The AIA UK Chapter cordially invites you to the next in our ongoing series of building tours:
The Royal Society of Arts
by: Matthew Lloyd Architects
Alex Sherratt will give a short introduction to the project, followed by a general building tour and discussion.
Meeting Point: Main Reception area
2 CES Credits are available and admission is free of charge.
Places are very limited. Please RSVP online by clicking here.
Designed by Robert and James Adam and completed in 1774, the RSA (Royal Society of Arts) is the earliest example in English architecture of purpose-built headquarters for a learned society. Described at its opening as ‘beautifully simple without meanness, and grand without exaggeration’, it underwent numerous architectural transformations in the 19th and 20th centuries, with some of the renovations diminishing its Georgian purity and splendour.

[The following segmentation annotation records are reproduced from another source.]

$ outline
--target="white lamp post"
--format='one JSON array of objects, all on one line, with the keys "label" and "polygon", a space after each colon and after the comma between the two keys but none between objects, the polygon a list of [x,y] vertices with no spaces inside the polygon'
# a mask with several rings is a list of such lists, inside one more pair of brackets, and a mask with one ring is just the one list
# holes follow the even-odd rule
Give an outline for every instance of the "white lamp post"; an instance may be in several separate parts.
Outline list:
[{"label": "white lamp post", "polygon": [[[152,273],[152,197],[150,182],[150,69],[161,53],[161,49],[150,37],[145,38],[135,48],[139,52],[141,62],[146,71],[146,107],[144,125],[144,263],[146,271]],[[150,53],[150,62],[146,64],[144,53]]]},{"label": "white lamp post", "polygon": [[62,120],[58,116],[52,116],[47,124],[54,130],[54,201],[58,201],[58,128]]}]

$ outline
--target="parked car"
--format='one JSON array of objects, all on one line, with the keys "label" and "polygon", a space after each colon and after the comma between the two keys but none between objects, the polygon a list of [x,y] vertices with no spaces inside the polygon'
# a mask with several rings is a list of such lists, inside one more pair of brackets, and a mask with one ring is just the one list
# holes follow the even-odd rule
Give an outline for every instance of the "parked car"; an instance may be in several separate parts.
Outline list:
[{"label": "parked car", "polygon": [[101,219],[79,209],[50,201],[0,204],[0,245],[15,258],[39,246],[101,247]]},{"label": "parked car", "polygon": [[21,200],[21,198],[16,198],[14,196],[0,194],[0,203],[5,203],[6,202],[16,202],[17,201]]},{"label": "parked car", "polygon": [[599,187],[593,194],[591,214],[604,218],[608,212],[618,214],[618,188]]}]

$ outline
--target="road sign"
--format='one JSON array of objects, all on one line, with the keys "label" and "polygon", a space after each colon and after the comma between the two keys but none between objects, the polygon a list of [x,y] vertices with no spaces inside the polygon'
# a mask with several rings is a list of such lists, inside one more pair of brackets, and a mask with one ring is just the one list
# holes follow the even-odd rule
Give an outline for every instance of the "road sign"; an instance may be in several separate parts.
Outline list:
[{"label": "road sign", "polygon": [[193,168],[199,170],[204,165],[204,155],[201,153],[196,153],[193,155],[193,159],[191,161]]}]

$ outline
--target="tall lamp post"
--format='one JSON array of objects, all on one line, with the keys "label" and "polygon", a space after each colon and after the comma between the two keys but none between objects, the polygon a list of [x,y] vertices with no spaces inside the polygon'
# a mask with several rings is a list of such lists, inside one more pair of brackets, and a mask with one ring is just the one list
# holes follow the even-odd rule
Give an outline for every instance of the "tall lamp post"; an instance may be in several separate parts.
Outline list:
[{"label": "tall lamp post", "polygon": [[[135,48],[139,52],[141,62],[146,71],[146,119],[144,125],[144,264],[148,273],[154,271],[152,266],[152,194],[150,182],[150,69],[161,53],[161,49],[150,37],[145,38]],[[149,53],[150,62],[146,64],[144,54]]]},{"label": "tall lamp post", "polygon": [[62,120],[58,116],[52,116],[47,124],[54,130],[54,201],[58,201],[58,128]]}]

The building is composed of a five-housed Georgian terrace; nos 2-8 John Adam Street and no 18 Adam Street. The buildings have three basement levels and the lowest brick arches sit on top of the former North bank of the Thames. No. 8 John Adam Street is Grade 1 listed and the remaining houses are Grade 2* listed.
The client’s brief was to produce a space with state-of-the-art technical capabilities, accommodating a wide variety of functions, but in keeping with the fine 18th century architecture. The design of the interior was developed in long and close collaboration with the RSA’s House Development Committee, and sought to restore the beauty of the original architecture where it had been diminished, while retaining, where appropriate, later interventions of good quality to reveal the building’s evolution over some 250 years.